Ci sarà, ovviamente, il meglio del teatro di figura nazionale con alcuni ospiti stranieri. In particolare, ci saranno due percorsi: il primo dedicato al circo, l'altro al più famoso dei burattini: Arlecchino. E poi la conclusione della sezione gradese sarà affidato a un flash-art (realizzato da bambini e genitori) che farà terminare il laboratorio curato da Suomi Vinzi il cui inizio è fissato per oggi. Per fortuna, il pubblico è sempre tanto: gli spettacoli, sempre gratuiti, costituiscono occasioni preziose per turisti e non».
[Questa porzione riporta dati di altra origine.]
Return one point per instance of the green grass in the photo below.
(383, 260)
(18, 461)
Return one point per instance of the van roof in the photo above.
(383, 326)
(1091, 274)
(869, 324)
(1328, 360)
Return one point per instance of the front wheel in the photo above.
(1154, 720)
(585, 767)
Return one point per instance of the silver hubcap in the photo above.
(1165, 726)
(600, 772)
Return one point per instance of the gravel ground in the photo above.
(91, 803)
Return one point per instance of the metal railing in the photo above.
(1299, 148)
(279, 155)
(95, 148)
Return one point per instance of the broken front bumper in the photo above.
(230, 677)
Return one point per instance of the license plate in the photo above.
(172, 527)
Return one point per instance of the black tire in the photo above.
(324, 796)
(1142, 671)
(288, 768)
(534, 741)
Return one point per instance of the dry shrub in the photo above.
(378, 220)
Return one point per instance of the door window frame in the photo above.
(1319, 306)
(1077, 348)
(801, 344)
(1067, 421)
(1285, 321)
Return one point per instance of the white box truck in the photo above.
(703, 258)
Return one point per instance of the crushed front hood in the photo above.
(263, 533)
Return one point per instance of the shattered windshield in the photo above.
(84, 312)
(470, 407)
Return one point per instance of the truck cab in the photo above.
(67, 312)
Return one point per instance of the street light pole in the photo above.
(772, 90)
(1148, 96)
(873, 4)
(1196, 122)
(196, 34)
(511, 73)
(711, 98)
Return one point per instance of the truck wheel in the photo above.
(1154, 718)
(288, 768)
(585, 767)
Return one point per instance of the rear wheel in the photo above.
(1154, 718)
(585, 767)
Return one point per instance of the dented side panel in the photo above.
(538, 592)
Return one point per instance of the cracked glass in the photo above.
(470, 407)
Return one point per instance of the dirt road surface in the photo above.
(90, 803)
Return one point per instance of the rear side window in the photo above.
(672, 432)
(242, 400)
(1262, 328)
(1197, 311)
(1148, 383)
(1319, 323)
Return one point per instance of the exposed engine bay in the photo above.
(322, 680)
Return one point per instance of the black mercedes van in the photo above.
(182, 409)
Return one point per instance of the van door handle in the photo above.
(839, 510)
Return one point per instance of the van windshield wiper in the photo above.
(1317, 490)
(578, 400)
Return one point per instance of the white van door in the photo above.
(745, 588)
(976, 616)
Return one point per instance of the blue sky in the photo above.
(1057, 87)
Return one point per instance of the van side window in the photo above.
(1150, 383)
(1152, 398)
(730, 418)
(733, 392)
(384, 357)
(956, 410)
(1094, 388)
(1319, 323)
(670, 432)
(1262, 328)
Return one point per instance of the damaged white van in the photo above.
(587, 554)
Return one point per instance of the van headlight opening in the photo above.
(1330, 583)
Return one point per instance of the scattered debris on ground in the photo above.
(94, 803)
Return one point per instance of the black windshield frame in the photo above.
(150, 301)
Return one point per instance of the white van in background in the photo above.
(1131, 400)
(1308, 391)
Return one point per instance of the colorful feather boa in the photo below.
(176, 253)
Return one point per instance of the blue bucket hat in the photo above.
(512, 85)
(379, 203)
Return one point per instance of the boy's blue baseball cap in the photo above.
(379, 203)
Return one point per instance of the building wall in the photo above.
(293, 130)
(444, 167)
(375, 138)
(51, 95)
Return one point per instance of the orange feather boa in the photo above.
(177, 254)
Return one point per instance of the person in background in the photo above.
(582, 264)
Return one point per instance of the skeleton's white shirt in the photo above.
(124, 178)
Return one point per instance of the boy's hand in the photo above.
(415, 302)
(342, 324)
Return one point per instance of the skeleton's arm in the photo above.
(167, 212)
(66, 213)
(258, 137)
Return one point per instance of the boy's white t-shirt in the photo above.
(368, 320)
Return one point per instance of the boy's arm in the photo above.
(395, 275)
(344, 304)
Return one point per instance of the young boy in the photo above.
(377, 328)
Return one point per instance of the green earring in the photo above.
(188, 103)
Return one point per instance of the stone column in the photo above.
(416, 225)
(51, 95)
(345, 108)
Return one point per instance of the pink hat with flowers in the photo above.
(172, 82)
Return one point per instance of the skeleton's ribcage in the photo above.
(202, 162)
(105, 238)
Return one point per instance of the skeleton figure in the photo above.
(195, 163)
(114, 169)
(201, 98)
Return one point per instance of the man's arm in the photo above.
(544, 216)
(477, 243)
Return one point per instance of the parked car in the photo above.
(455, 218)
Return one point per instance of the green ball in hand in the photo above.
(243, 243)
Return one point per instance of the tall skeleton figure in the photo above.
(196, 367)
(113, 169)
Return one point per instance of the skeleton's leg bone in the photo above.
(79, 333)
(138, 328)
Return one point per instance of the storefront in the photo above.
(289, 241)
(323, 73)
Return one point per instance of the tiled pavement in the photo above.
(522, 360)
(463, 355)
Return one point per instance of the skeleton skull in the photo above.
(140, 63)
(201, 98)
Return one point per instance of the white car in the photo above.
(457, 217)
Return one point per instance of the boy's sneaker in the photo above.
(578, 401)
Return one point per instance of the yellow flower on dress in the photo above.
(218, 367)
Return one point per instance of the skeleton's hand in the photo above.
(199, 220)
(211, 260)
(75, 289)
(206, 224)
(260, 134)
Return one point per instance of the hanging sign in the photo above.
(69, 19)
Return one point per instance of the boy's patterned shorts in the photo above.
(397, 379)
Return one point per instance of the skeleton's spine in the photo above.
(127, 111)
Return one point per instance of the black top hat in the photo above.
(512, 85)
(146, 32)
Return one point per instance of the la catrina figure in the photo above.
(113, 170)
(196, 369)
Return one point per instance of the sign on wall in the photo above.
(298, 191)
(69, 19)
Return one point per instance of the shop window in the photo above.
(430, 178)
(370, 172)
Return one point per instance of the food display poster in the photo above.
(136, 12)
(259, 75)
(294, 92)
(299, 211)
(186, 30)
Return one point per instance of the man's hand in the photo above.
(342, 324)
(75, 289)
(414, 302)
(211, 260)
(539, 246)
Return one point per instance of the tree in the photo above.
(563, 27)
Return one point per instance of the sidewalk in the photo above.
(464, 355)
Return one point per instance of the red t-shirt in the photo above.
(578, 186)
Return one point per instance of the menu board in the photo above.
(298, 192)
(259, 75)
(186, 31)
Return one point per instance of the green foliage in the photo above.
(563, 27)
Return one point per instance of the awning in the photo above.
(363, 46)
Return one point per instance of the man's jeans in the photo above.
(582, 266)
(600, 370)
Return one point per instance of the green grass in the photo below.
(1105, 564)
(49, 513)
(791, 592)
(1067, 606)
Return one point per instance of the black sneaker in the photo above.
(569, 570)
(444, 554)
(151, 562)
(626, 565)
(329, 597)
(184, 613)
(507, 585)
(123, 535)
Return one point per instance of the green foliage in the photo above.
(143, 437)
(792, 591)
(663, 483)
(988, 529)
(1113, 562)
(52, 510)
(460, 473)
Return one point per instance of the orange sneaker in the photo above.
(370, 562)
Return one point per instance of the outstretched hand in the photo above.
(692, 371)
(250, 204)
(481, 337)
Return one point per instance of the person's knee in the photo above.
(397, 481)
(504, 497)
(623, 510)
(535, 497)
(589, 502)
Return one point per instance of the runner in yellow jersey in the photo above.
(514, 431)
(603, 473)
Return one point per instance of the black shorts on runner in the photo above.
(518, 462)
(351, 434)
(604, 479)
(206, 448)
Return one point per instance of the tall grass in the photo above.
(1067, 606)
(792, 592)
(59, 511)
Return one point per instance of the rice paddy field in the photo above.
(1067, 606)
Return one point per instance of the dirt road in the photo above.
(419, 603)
Spesso si ritiene il "teatro di figura" un genere per bimbi? È corretto? «Uno degli obiettivi del Puppet Festival è proprio di far conoscere in Italia un teatro di figura per adulti. E, specie all'estero, esiste un teatro di figura di grande livello che, come tale, non ha nulla da invidiare al grande teatro di prosa. Spero, comunque, non ci saranno più di queste distinzioni all'interno del mondo del teatro».

Se dovesse citare un artista o uno spettacolo al quale è particolarmente legato, quali nomi farebbe? «Abbiamo avuto e abbiamo tanti amici sia in Italia che all'estero. Certo, Altan collabora con noi da molti anni: come non citarlo?».